= Willi Jutzi =

Willi Jutzi (2 September 1913 in Saarpfaltz, Bavaria – July 1941, in Värmland, Sweden) was a German soldier during World War II stationed in Gardermoen in Nazi occupied Norway.

==Desertion==
On 26 June 1941, after being stationed in Gardermoen for about 13 months, Jutzi deserted the German Army and fled from Norway over the border along with his Norwegian girlfriend, Ragna Fevik, to neutral Sweden, where he hoped to receive asylum. However the Swedish Government returned all such deserters and political refugees to the Nazi German authorities.

The couple was informed by a local sheriff that Jutzi would have to go back to Norway, but that Ms. Fevik was allowed to stay if she wished. Fevik stated she desired to accompany him during the deportation.

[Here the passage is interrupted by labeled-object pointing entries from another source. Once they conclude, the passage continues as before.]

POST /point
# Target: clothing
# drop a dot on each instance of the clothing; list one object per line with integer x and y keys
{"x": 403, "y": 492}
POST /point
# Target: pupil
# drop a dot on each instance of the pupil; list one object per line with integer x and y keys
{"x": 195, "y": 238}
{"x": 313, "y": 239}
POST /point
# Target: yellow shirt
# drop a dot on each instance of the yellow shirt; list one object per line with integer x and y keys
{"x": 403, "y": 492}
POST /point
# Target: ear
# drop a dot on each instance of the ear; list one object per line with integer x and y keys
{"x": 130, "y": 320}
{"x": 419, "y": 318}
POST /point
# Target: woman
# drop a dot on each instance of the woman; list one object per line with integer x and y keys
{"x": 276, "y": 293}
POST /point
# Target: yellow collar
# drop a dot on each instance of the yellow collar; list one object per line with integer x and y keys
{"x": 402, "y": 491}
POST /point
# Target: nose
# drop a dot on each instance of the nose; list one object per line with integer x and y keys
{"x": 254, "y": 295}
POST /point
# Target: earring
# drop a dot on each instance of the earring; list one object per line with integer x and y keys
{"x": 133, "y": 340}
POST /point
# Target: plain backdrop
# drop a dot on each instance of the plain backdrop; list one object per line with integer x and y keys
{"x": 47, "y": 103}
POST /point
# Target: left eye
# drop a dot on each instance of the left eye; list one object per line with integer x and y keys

Fearing that he would be executed upon arrival, a fear not at all far from reality, Jutzi tried to escape from the Swedish police when they stopped at the border to Norway in order to deport him in July 1941. What happened next is not clear. Almost a year after his escape, the decomposed remains of Jutzi's body were discovered in a river by two teenage boys just a couple of hundred meters from where he had escaped. In the late 1950s, an investigation was made by the reporter D.V. Andersson from Arvika. He thought it was unclear how Jutzi had died and his conclusion was that he had been shot by the Swedish police who had been escorting him.

During the war, at least 15 German soldiers (that had fled Norway & been deported back by the Swedish authorities) were executed.

No official explanation has ever been made, and even today the case is unsolved.

Willi Jutzi was buried at Eda cemetery in Värmland on 8 July 1942.